Certamente não era errado os israelitas quererem água em Refidim. O problema foi a atitude deles. Queriam que Deus se provasse a eles, mesmo já tendo lhes mostrado milagres incríveis no Egito e no Mar Vermelho. Ele lhes deu o que pediram, mas eles receberam mais do que esperavam!
Pode ser o caso de um passo em falso em direção ao pecado mortal. Ou o peso acumulado dos pecados veniais. Podem ser vastos períodos de aridez espiritual angustiante. Seja o que for, uma caminhada da fé às vezes pode parecer mais uma série de contratempos, uma montanha-russa de altos e baixos ou um zigue-zague.
Para todos nós que lutamos dessa maneira e de maneiras semelhantes em nossas jornadas espirituais, a história do Êxodo dos israelitas para o deserto permanece como um grande encorajamento. Pense nisto: os israelenses tinham acabado de vivenciar sua libertação milagrosa da escravidão no Egito e estavam no caminho da Terra Prometida.
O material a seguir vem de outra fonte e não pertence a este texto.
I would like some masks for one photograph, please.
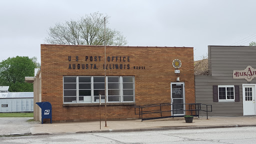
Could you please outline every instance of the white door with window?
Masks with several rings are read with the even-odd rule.
[[[244,116],[256,115],[255,84],[242,84]]]
[[[184,116],[185,114],[185,90],[184,82],[170,82],[170,98],[172,114],[174,116]]]

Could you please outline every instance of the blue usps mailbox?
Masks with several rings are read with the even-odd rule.
[[[42,124],[44,124],[44,118],[50,118],[52,122],[52,104],[48,102],[36,102],[42,110]]]

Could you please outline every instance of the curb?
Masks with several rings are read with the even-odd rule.
[[[234,124],[234,125],[224,125],[224,126],[162,126],[155,128],[142,128],[137,129],[121,129],[121,130],[86,130],[80,131],[75,132],[58,132],[58,133],[48,133],[48,132],[38,132],[35,134],[26,133],[14,133],[10,134],[0,135],[0,138],[10,137],[10,136],[44,136],[50,134],[82,134],[82,133],[92,133],[92,132],[144,132],[144,131],[154,131],[154,130],[192,130],[192,129],[208,129],[208,128],[242,128],[242,127],[254,127],[256,126],[256,124]]]

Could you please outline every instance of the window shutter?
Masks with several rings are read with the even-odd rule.
[[[218,102],[218,86],[213,86],[213,92],[214,92],[214,102]]]
[[[240,102],[240,98],[239,98],[239,86],[234,86],[234,102]]]

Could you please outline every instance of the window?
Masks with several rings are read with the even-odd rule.
[[[63,80],[64,103],[98,103],[100,94],[104,102],[104,76],[65,76]],[[106,76],[106,102],[134,102],[134,76]]]
[[[234,102],[234,86],[218,86],[219,102]]]

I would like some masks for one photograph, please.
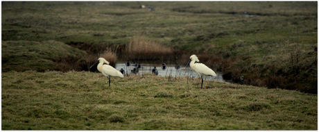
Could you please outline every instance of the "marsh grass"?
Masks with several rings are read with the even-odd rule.
[[[139,81],[137,82],[137,79]],[[151,74],[2,73],[3,130],[316,130],[317,96]]]
[[[57,61],[43,59],[46,55],[20,59],[34,52],[22,48],[6,52],[10,47],[3,46],[2,69],[88,70],[109,49],[118,60],[167,59],[180,65],[186,65],[190,55],[197,54],[202,63],[235,83],[243,76],[245,84],[316,94],[316,3],[4,1],[3,43],[15,42],[18,47],[24,46],[23,42],[52,40],[87,54],[59,56]],[[155,11],[139,8],[141,4]]]
[[[160,60],[171,56],[172,49],[160,42],[148,40],[145,35],[135,36],[126,46],[126,58],[138,60]]]

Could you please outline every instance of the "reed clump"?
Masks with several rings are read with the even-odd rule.
[[[159,60],[165,56],[172,55],[170,47],[160,42],[148,40],[146,36],[134,37],[126,48],[127,58],[139,60]]]

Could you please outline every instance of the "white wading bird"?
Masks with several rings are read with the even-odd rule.
[[[109,78],[109,87],[111,85],[111,80],[110,79],[110,77],[124,77],[119,71],[109,65],[110,63],[103,58],[98,58],[98,61],[92,65],[89,69],[91,69],[93,66],[96,65],[98,62],[100,63],[98,65],[97,69],[104,76]]]
[[[198,58],[197,58],[196,55],[192,55],[189,58],[189,61],[187,63],[187,65],[186,65],[185,68],[184,68],[184,70],[185,70],[186,67],[187,65],[191,67],[192,69],[193,69],[196,73],[202,76],[202,86],[200,88],[202,88],[202,82],[204,81],[202,80],[202,76],[216,76],[216,73],[209,68],[207,66],[206,66],[205,64],[202,63],[199,63],[199,60]]]

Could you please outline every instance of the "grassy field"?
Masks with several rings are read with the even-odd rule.
[[[244,84],[316,94],[316,3],[2,2],[1,69],[87,70],[105,52],[120,60],[173,60],[182,65],[195,53],[234,83],[243,76]],[[142,4],[155,11],[139,8]],[[134,42],[160,48],[131,53]],[[46,51],[55,45],[69,49]]]
[[[3,130],[316,130],[317,95],[150,74],[2,73]]]
[[[318,129],[317,1],[1,4],[3,130]],[[244,85],[83,72],[191,54]]]

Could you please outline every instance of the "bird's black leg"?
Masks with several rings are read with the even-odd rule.
[[[109,87],[111,86],[111,79],[110,79],[110,77],[109,77]]]

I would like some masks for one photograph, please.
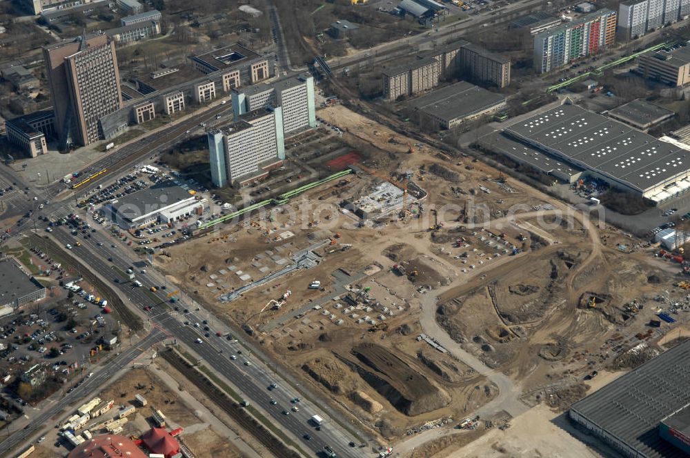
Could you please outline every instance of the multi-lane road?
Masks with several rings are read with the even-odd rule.
[[[68,233],[64,226],[57,228],[52,235],[63,245],[75,245],[75,237]],[[89,239],[81,238],[79,240],[81,246],[74,247],[74,255],[103,279],[112,280],[119,277],[112,266],[123,271],[131,266],[132,260],[107,235],[97,232]],[[99,245],[99,243],[102,245]],[[113,244],[115,248],[112,246]],[[108,258],[112,261],[107,261]],[[152,326],[165,331],[175,337],[179,343],[191,348],[210,369],[230,380],[244,399],[262,409],[270,417],[274,424],[291,434],[299,441],[300,447],[318,453],[328,445],[335,450],[339,457],[354,458],[367,455],[364,448],[350,447],[348,444],[357,440],[355,437],[344,431],[326,413],[324,408],[310,399],[305,399],[306,397],[286,381],[276,370],[254,356],[250,348],[240,342],[216,336],[216,332],[220,332],[225,336],[230,331],[219,320],[212,317],[210,313],[200,307],[197,310],[197,306],[196,304],[191,306],[190,299],[178,303],[181,309],[179,312],[171,310],[165,304],[168,299],[167,290],[156,292],[150,290],[151,286],[161,286],[160,281],[155,279],[157,277],[159,278],[157,272],[148,267],[146,274],[137,270],[135,275],[142,286],[135,287],[124,279],[119,279],[119,283],[117,283],[117,287],[129,301],[128,305],[140,310],[145,306],[152,307],[152,310],[149,312],[148,319]],[[157,301],[153,300],[152,295],[155,295]],[[185,307],[189,308],[190,312],[184,313]],[[204,320],[208,322],[208,325],[204,324]],[[188,324],[184,324],[185,321]],[[199,327],[195,326],[197,323],[199,323]],[[210,330],[204,330],[205,326],[209,326]],[[205,335],[206,332],[209,334],[208,337]],[[199,343],[197,339],[201,339],[201,343]],[[233,358],[233,355],[236,359]],[[246,365],[245,361],[248,361],[249,365]],[[274,383],[277,388],[269,390],[269,386]],[[296,404],[299,408],[297,412],[290,410],[295,405],[290,401],[296,397],[303,398]],[[276,401],[275,405],[270,404],[271,399]],[[289,414],[286,415],[284,411],[289,412]],[[313,426],[308,423],[309,418],[313,415],[319,415],[327,419],[320,431],[315,430]],[[311,439],[305,439],[305,434],[308,434]]]
[[[52,428],[53,417],[60,413],[66,406],[77,402],[89,393],[105,385],[115,374],[137,359],[142,352],[150,348],[154,344],[163,339],[164,334],[155,329],[138,344],[130,347],[116,356],[106,366],[95,369],[93,375],[86,379],[74,391],[68,393],[59,401],[50,401],[48,406],[36,411],[30,416],[30,423],[23,429],[15,431],[9,437],[0,442],[0,455],[5,455],[15,447],[27,444],[28,439],[39,429]],[[57,395],[56,395],[57,396]],[[29,416],[28,414],[27,416]]]

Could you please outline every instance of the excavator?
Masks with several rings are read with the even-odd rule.
[[[433,226],[429,226],[429,232],[440,230],[443,227],[443,223],[438,222],[438,212],[435,208],[431,209],[431,215],[433,215]]]

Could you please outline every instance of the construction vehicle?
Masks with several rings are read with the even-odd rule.
[[[431,215],[433,215],[433,226],[429,226],[429,231],[439,230],[443,227],[443,223],[438,221],[438,212],[435,208],[431,209]]]

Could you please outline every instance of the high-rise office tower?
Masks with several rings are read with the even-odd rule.
[[[61,149],[103,137],[100,118],[122,106],[115,43],[93,34],[45,46]]]

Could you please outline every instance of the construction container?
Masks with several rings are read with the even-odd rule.
[[[148,404],[146,401],[146,398],[144,398],[144,396],[141,396],[141,395],[137,395],[136,396],[134,397],[134,398],[137,399],[137,401],[139,402],[139,405],[141,405],[141,407],[144,407],[144,406]]]

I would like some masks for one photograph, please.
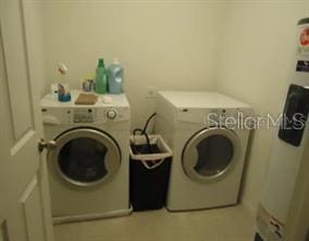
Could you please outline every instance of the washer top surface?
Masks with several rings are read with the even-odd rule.
[[[46,94],[40,102],[42,107],[129,107],[129,103],[125,93],[121,94],[98,94],[98,101],[96,104],[74,104],[81,90],[71,90],[71,101],[60,102],[54,99],[51,93]],[[96,93],[97,94],[97,93]],[[109,97],[112,99],[111,103],[104,103],[103,98]]]
[[[159,91],[158,94],[177,109],[251,107],[249,104],[218,92]]]

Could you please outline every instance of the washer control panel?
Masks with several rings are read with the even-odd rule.
[[[118,117],[118,111],[115,109],[110,109],[107,111],[107,118],[108,119],[115,119]]]
[[[94,109],[74,109],[73,123],[94,123],[95,122]]]
[[[129,107],[47,107],[41,109],[45,125],[104,124],[129,120]]]

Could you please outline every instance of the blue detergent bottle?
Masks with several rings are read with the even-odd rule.
[[[118,59],[108,68],[109,92],[120,94],[123,92],[123,67]]]

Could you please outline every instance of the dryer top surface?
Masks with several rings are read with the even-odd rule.
[[[159,91],[158,94],[177,109],[251,109],[249,104],[219,92]]]

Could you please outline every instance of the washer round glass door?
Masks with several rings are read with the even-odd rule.
[[[233,130],[224,127],[202,129],[186,143],[183,168],[194,181],[215,181],[233,169],[239,153],[239,138]]]
[[[55,139],[49,162],[64,180],[76,186],[94,186],[114,178],[121,165],[115,141],[97,129],[77,128]]]

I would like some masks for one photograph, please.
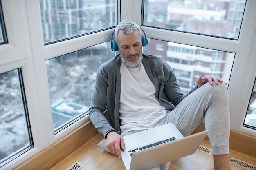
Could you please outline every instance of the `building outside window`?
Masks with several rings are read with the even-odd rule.
[[[0,74],[0,167],[33,146],[20,69]]]

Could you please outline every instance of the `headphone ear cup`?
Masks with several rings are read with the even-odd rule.
[[[114,51],[117,51],[118,50],[118,47],[117,44],[116,42],[116,41],[114,40],[112,41],[111,44],[111,49]]]
[[[142,36],[141,41],[142,42],[142,46],[145,46],[148,44],[148,39],[145,36],[143,35]]]

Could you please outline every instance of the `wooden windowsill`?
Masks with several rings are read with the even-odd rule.
[[[204,124],[203,121],[193,133],[202,131],[204,129]],[[95,136],[96,135],[97,135]],[[34,170],[38,169],[38,167],[40,168],[40,169],[49,170],[54,166],[55,167],[55,165],[68,156],[68,157],[74,158],[74,157],[75,156],[72,156],[72,154],[74,154],[73,152],[80,147],[85,147],[86,149],[83,148],[80,148],[76,152],[82,152],[83,154],[89,155],[90,157],[91,156],[92,157],[90,161],[93,161],[96,165],[97,165],[97,163],[103,163],[104,164],[106,163],[106,165],[108,165],[108,162],[117,165],[117,167],[119,168],[122,167],[122,166],[120,165],[120,164],[123,165],[121,160],[118,160],[115,155],[103,151],[101,148],[96,145],[99,141],[99,138],[101,138],[103,139],[103,135],[98,133],[98,131],[90,121],[88,121],[65,137],[23,162],[13,169],[13,170],[25,169]],[[205,141],[207,141],[207,137],[205,139]],[[256,137],[231,130],[230,141],[231,150],[256,158],[256,145],[255,145]],[[83,149],[85,150],[83,150]],[[99,154],[99,153],[100,153],[100,157],[94,155]],[[101,157],[101,154],[102,154],[102,157]],[[108,158],[108,160],[105,160],[104,158],[106,157]],[[96,161],[94,159],[99,159]],[[70,160],[70,161],[74,161],[74,160]],[[65,161],[67,161],[65,159]],[[95,166],[95,164],[94,165]],[[114,168],[114,167],[112,167]],[[52,170],[53,170],[53,169]]]

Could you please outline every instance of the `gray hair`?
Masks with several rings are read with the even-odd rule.
[[[123,33],[126,35],[132,34],[133,31],[136,30],[139,31],[139,34],[141,36],[141,29],[139,25],[130,20],[125,20],[118,24],[115,29],[115,39],[117,40],[119,30],[122,30]]]

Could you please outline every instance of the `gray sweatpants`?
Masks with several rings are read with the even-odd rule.
[[[168,113],[159,125],[173,123],[184,136],[189,135],[204,119],[213,155],[229,153],[230,128],[229,94],[224,83],[207,83]],[[150,169],[167,170],[171,162]]]

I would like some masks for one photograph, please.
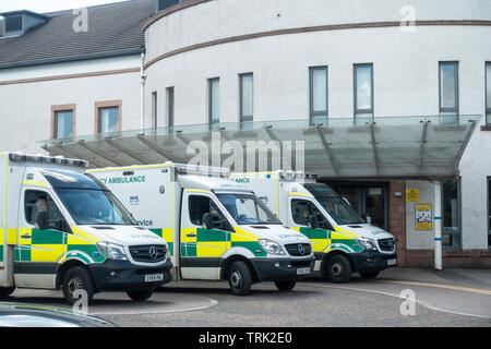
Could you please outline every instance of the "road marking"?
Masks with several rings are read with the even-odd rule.
[[[472,293],[481,293],[491,296],[491,290],[482,290],[470,287],[462,287],[462,286],[453,286],[453,285],[443,285],[443,284],[430,284],[430,282],[416,282],[416,281],[396,281],[396,280],[376,280],[378,282],[385,284],[399,284],[399,285],[411,285],[411,286],[424,286],[424,287],[434,287],[434,288],[445,288],[454,291],[464,291],[464,292],[472,292]]]
[[[298,286],[307,286],[307,287],[321,287],[321,288],[334,288],[339,290],[347,290],[347,291],[356,291],[356,292],[368,292],[368,293],[376,293],[382,296],[388,296],[388,297],[395,297],[398,299],[406,300],[405,298],[400,297],[400,294],[394,294],[390,292],[384,291],[378,291],[378,290],[371,290],[371,289],[363,289],[363,288],[355,288],[355,287],[345,287],[345,286],[333,286],[333,285],[312,285],[312,284],[297,284]],[[479,314],[469,314],[469,313],[462,313],[462,312],[454,312],[446,309],[441,309],[433,306],[427,302],[420,301],[418,299],[415,299],[415,302],[423,308],[427,308],[429,310],[433,310],[441,313],[447,313],[452,315],[462,315],[462,316],[471,316],[471,317],[480,317],[480,318],[491,318],[491,316],[488,315],[479,315]]]

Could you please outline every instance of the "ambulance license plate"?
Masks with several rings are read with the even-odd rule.
[[[310,274],[310,268],[298,268],[297,275],[307,275]]]
[[[145,282],[156,282],[156,281],[163,281],[163,280],[164,280],[164,274],[145,275]]]

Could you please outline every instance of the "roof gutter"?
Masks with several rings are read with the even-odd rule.
[[[81,55],[81,56],[49,58],[49,59],[43,59],[43,60],[37,60],[37,61],[3,63],[3,64],[0,64],[0,70],[13,69],[13,68],[24,68],[24,67],[46,65],[46,64],[57,64],[57,63],[67,63],[67,62],[76,62],[76,61],[85,61],[85,60],[92,60],[92,59],[113,58],[113,57],[123,57],[123,56],[133,56],[133,55],[140,56],[143,52],[144,52],[144,48],[137,48],[137,49],[125,49],[125,50],[110,51],[110,52],[97,52],[97,53],[88,53],[88,55]]]

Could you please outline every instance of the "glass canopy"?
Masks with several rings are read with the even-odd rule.
[[[318,124],[308,119],[194,124],[50,140],[41,146],[50,155],[82,158],[99,168],[168,160],[187,164],[196,155],[190,145],[197,144],[208,164],[217,166],[235,154],[220,154],[228,142],[242,148],[243,166],[252,166],[246,169],[258,171],[263,168],[252,156],[259,155],[248,157],[248,144],[256,142],[264,149],[264,143],[258,142],[278,142],[283,169],[303,168],[323,178],[441,179],[458,174],[479,119],[459,116],[451,124],[442,117],[380,117],[361,125],[354,125],[349,118],[326,118]],[[275,170],[278,154],[267,156],[267,170]]]

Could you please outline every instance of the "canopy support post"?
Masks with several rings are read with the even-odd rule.
[[[442,270],[442,182],[433,182],[434,194],[434,269]]]
[[[331,149],[331,145],[327,143],[324,133],[321,130],[321,125],[316,124],[315,130],[318,130],[319,137],[321,139],[322,146],[324,147],[324,152],[330,158],[331,166],[333,167],[334,174],[339,176],[339,168],[336,158],[334,157],[333,151]]]

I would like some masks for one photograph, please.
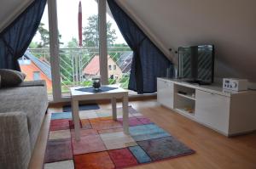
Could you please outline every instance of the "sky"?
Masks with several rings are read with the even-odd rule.
[[[82,18],[83,27],[87,25],[87,18],[92,14],[98,14],[97,3],[95,0],[81,0],[82,3]],[[61,42],[67,45],[72,37],[79,39],[78,28],[78,12],[79,0],[57,0],[57,15],[58,15],[58,29],[61,35]],[[126,43],[124,40],[119,28],[111,16],[107,14],[107,21],[112,23],[112,28],[116,31],[116,43]],[[44,28],[49,30],[48,23],[48,7],[45,7],[44,13],[41,22],[45,25]],[[33,39],[38,42],[40,36],[37,34]]]

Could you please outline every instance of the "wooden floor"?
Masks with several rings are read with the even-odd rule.
[[[155,162],[137,169],[256,169],[256,132],[226,138],[193,121],[159,105],[154,99],[130,102],[130,104],[178,140],[195,149],[195,155]],[[120,105],[120,104],[119,104]],[[111,108],[111,104],[101,104]],[[61,106],[49,112],[61,111]],[[256,122],[256,121],[255,121]],[[42,168],[49,126],[49,115],[42,127],[30,164],[31,169]]]

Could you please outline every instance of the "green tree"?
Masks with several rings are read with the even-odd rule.
[[[29,44],[29,48],[37,48],[38,46],[38,43],[37,42],[31,42]]]
[[[94,14],[88,19],[88,25],[83,28],[83,46],[84,47],[98,47],[99,46],[99,31],[98,31],[98,16]],[[112,29],[112,23],[107,22],[107,41],[108,46],[114,44],[117,39],[114,29]]]
[[[67,42],[67,48],[74,48],[79,47],[78,40],[75,37],[72,37],[71,41]]]
[[[38,32],[40,34],[41,40],[38,45],[38,48],[49,48],[49,31],[45,29],[44,23],[40,23]]]

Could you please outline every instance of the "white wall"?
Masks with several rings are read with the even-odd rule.
[[[218,77],[256,82],[255,0],[118,0],[168,49],[213,43]]]

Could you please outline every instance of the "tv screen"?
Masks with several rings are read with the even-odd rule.
[[[214,78],[214,46],[178,48],[179,77],[188,82],[210,84]]]

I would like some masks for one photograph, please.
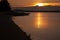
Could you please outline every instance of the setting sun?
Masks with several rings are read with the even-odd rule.
[[[34,6],[47,6],[48,3],[36,3]]]
[[[37,5],[37,6],[44,6],[43,3],[37,3],[36,5]]]

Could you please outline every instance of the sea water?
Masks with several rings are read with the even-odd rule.
[[[32,40],[60,40],[60,12],[29,13],[12,19]]]

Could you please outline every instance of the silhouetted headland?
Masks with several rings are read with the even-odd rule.
[[[12,16],[26,16],[27,13],[16,13],[11,11],[7,0],[0,2],[0,40],[31,40],[21,28],[16,25]]]
[[[24,12],[60,12],[60,6],[31,6],[15,8],[15,11],[24,10]]]

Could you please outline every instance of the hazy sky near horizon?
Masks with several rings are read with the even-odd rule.
[[[15,7],[24,7],[24,6],[31,6],[35,3],[60,3],[60,0],[8,0],[9,3]]]

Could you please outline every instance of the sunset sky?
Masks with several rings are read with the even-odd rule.
[[[60,3],[60,0],[8,0],[12,7],[32,6],[36,3]]]

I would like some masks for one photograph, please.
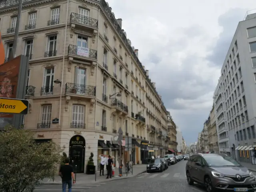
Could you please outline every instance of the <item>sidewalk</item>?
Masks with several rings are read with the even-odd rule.
[[[242,161],[240,161],[239,162],[240,163],[240,164],[244,167],[247,167],[250,171],[256,172],[256,165],[253,165],[251,163],[243,162]]]
[[[124,168],[122,169],[123,176],[119,177],[118,176],[118,168],[116,168],[115,169],[115,176],[112,176],[112,179],[106,179],[107,176],[106,171],[104,170],[104,176],[100,176],[100,172],[97,171],[96,173],[96,181],[95,181],[95,175],[87,175],[84,173],[79,173],[76,174],[76,183],[78,184],[90,184],[93,183],[100,183],[106,182],[113,180],[117,180],[118,179],[125,179],[132,177],[140,174],[146,172],[146,165],[139,164],[134,165],[133,166],[133,173],[132,174],[131,172],[129,172],[128,176],[124,170]],[[61,178],[59,176],[55,176],[54,181],[52,179],[48,178],[46,178],[41,181],[41,183],[44,184],[61,184],[62,183]]]

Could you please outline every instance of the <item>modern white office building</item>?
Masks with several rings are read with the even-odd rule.
[[[247,15],[238,24],[214,95],[220,152],[253,164],[256,154],[256,97],[254,14]]]

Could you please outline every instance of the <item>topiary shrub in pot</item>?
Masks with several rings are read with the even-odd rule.
[[[91,153],[91,156],[89,158],[89,160],[86,166],[86,174],[95,174],[95,166],[93,162],[93,153]]]

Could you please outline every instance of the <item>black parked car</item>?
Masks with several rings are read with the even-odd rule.
[[[162,172],[164,169],[164,163],[161,159],[152,159],[147,165],[147,172]]]

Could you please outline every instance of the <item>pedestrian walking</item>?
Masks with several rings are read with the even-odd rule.
[[[108,155],[108,176],[106,179],[109,178],[112,178],[112,165],[113,164],[113,160],[111,158],[111,156]]]
[[[59,175],[61,177],[62,181],[62,192],[66,192],[67,185],[68,188],[68,192],[71,192],[72,178],[73,184],[76,183],[73,167],[71,165],[69,164],[69,160],[68,158],[66,158],[65,159],[65,164],[60,167],[59,173]]]
[[[102,175],[104,176],[104,166],[106,163],[106,157],[103,154],[99,156],[100,158],[100,176],[101,176],[101,171],[102,172]]]

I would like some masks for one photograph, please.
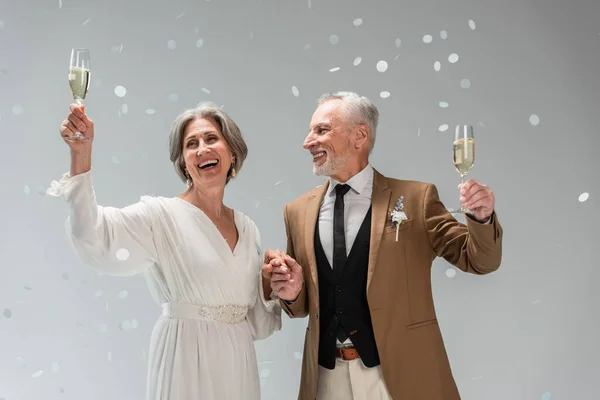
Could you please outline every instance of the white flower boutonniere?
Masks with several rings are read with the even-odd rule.
[[[400,224],[402,221],[406,221],[408,219],[406,213],[404,212],[403,201],[404,196],[400,196],[396,202],[396,205],[394,206],[394,209],[390,213],[390,221],[392,222],[392,225],[396,227],[396,242],[398,241],[398,230],[400,229]]]

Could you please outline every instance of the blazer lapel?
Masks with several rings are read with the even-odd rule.
[[[323,200],[325,193],[327,193],[328,186],[329,181],[311,191],[308,195],[308,202],[306,204],[306,217],[304,220],[304,246],[306,248],[306,256],[308,258],[310,275],[312,276],[315,287],[318,287],[319,284],[317,277],[317,257],[315,256],[315,226],[319,218],[321,201]]]
[[[377,256],[379,255],[379,246],[383,237],[383,228],[388,221],[388,207],[390,204],[391,189],[388,187],[387,179],[377,170],[373,170],[373,194],[371,197],[372,220],[371,220],[371,241],[369,246],[369,269],[367,272],[367,291],[373,277],[375,265],[377,265]]]

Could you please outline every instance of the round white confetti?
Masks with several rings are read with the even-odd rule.
[[[448,268],[448,269],[446,270],[446,276],[447,276],[448,278],[454,278],[454,277],[456,276],[456,270],[455,270],[455,269],[453,269],[453,268]]]
[[[268,378],[269,375],[271,375],[271,370],[270,369],[263,369],[260,371],[260,377],[261,378]]]
[[[57,362],[53,362],[52,363],[52,372],[55,374],[58,374],[59,371],[60,371],[60,364]]]
[[[129,259],[129,250],[127,249],[119,249],[116,253],[117,260],[125,261]]]
[[[125,95],[127,94],[127,89],[119,85],[115,88],[115,94],[117,95],[117,97],[125,97]]]
[[[32,378],[39,378],[40,376],[42,376],[44,374],[44,370],[40,369],[39,371],[34,372],[31,377]]]
[[[537,114],[531,114],[529,116],[529,123],[533,126],[538,126],[540,124],[540,117]]]
[[[377,63],[377,71],[379,71],[379,72],[387,71],[387,67],[388,67],[388,65],[387,65],[386,61],[381,60]]]
[[[129,321],[123,321],[123,322],[121,322],[120,328],[122,330],[124,330],[125,332],[130,331],[131,330],[131,322],[129,322]]]

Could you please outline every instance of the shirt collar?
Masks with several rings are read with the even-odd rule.
[[[354,175],[352,178],[348,179],[348,181],[345,183],[347,185],[349,185],[354,192],[361,195],[361,194],[363,194],[363,191],[365,190],[365,187],[367,186],[367,184],[372,181],[373,181],[373,167],[369,163],[369,164],[367,164],[367,166],[365,168],[363,168],[362,171],[360,171],[358,174]],[[331,177],[329,178],[329,187],[327,188],[328,196],[332,195],[332,193],[335,191],[335,186],[338,183],[342,183],[342,182],[338,182]]]

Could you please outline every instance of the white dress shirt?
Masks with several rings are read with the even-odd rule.
[[[373,194],[373,167],[368,164],[348,182],[338,182],[329,178],[327,193],[321,202],[319,212],[319,236],[329,265],[333,268],[333,207],[335,205],[335,186],[346,183],[351,189],[344,196],[344,228],[346,229],[346,255],[350,254],[358,230],[371,207]]]

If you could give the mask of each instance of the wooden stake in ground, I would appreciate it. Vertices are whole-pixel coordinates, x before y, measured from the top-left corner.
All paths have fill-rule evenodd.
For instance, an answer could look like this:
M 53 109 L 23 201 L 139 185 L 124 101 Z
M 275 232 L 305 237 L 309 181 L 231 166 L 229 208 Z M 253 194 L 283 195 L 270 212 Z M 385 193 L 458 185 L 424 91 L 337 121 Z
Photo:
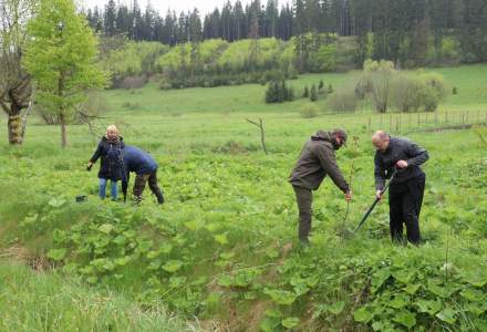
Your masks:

Deus havia aberto o mar e feito chover comida dos céus. De uma rocha, Ele jogou água para eles.
E, no entanto, depois de tudo isso, devido ao pecado, os israelenses se viram vagando no deserto por 40 anos.
Sabemos que, até certo ponto, a jornada deles é um modelo para nós — tanto no que não fazer quanto no que fazer. Isso fica evidente em 1 Coríntios 10:1-6:
Não quero, irmãos, que ignoreis que nossos antepassados estiveram todos debaixo da nuvem e todos passaram pelo mar, e todos foram batizados em Moisés, na nuvem e no mar. Todos comeram o mesmo alimento espiritual e todos beberam da mesma bebida espiritual, pois beberam de uma rocha espiritual que os acompanhava, e a rocha era Cristo. Contudo, Deus não se agradou da maioria deles, pois foram feridos no deserto. Essas coisas aconteceram como exemplos para nós, para que não cobicemos coisas mais, como elas cobiçaram.
A Quaresma é um tempo particularmente oportuno para refletir sobre a lição do Êxodo para hoje. É um chamado para seguir o próprio Cristo no deserto das nossas vidas, como nos apresenta São Lucas no seu Evangelho no capítulo 4 de 1 a 13.
Ouvimos frequentemente que existem três estágios básicos na jornada espiritual: o purgativo, o iluminativo e o unitivo. Embora ninguém tenha uma compreensão real desses estágios que são considerados simples, o número três pode ser um pouco enganoso. Na verdade, existem muitos, muitos planos de jornada espiritual — mesmo dentro da tradicional divisão tripla.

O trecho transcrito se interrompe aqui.